Feel the Yearn
At the gym this morning I did the unthinkable - I grabbed a magazine to read on the stair master: Oprah's magazine. But for once, rather than the usual savage beating such magazines normally bestow, I was rewarded this time. Oprah had interviewed Pema Chodron, a Buddhist nun. Her point is this - we humans often have complaints and discomfort with our lives as they are and we are constantly seeking a 'fix' for our problems. What if we could (I'm paraphrasing here) develop a passion for our lives as they are, rather than reserving our passion for the life we imagine we would rather have?"The problem is that we have so little tolerance for uncomfortable feelings. I'm not even talking about unpleasant outer circumstances but for that feeling in your stomach that—or heart—that I don't want this to be happening."

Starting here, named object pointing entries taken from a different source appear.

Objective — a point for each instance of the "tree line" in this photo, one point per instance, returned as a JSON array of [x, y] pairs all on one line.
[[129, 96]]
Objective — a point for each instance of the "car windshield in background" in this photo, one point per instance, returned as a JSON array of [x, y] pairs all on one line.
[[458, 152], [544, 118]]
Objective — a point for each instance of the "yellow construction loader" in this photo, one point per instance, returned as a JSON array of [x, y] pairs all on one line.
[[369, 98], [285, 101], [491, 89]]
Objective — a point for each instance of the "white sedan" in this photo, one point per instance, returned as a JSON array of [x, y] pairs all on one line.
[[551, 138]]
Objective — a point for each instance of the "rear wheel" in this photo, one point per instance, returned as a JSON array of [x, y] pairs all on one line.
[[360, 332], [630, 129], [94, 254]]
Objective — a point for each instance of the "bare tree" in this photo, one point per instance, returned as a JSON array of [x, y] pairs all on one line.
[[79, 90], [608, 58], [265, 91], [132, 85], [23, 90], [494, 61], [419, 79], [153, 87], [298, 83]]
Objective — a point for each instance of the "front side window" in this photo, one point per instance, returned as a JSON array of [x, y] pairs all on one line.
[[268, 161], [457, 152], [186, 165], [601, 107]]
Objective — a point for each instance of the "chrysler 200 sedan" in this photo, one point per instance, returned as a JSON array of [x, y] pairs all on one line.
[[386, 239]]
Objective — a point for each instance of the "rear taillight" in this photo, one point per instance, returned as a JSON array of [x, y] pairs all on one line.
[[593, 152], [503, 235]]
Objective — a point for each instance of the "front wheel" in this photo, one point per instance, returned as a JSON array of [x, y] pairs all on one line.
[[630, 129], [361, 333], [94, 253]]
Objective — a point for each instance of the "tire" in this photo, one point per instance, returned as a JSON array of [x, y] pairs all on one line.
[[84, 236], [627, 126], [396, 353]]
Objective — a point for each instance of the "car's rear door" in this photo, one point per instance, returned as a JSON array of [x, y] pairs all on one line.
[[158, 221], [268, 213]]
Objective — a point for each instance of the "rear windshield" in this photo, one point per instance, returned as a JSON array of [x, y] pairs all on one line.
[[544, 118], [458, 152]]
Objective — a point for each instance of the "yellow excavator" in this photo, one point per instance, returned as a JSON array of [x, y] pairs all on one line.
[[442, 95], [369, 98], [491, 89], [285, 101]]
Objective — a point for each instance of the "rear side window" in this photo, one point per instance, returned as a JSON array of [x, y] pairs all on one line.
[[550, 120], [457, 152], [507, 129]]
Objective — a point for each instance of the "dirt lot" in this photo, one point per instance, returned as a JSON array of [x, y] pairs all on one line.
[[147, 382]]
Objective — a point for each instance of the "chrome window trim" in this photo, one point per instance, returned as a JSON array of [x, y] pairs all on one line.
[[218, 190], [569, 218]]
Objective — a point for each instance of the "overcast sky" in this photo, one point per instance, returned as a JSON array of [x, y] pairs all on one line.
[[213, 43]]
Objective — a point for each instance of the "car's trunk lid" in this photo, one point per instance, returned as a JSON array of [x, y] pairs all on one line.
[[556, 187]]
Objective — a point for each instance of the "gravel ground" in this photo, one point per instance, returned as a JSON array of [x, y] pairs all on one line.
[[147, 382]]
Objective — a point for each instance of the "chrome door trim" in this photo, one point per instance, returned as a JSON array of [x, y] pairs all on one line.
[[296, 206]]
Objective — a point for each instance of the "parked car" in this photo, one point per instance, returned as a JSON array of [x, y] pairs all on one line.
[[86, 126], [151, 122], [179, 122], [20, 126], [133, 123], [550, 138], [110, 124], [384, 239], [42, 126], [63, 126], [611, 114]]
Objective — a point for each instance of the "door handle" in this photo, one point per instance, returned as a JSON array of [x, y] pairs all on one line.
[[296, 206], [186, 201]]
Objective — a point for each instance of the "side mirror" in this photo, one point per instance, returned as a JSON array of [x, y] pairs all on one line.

And the solution? Feel the feeling, rather than dismissing it or medicating it away. Stay with it. Hold its hand, because it's what we have in common with other humans. It's what allows us to be compassionate with them even when they're behaving badly. My particular uncomfortable feeling is the yearning itself - I grow exceedingly weary of wishing for things to be different - different job, different hair, different wardrobe, a home, a sense of security, etcetera, etcetera, etcetera.
As I was driving home from the gym I listened to radio story about a special law in Colorado that makes it easier to charge juveniles as adults - a reaction to Denver's "Summer of Violence" in 1993. The interviewees were chock full of explanations and excuses on the prosecution side, questions and demands for accountability on the defense side. No one discussed compassion, because hey, that's a trigger word that would instantly label the argument as woo-woo and dismiss it as irrelevant.
Maybe it really is irrelevant. Compassion isn't something we can impose on ourselves or on other people. I've often admonished myself to "be compassionate," but if you have to admonish yourself, is it real? Wouldn't that be mere 'acting?' Yes, and it's fake - we can't know how to "act" compassionately if we don't experience real compassion in ourselves. We can't impose it on ourselves. But that's how we're most comfortable - we think if we buy the right product or repeat the right words in the right order, we'll feel better. Sooooooothing, isn't it.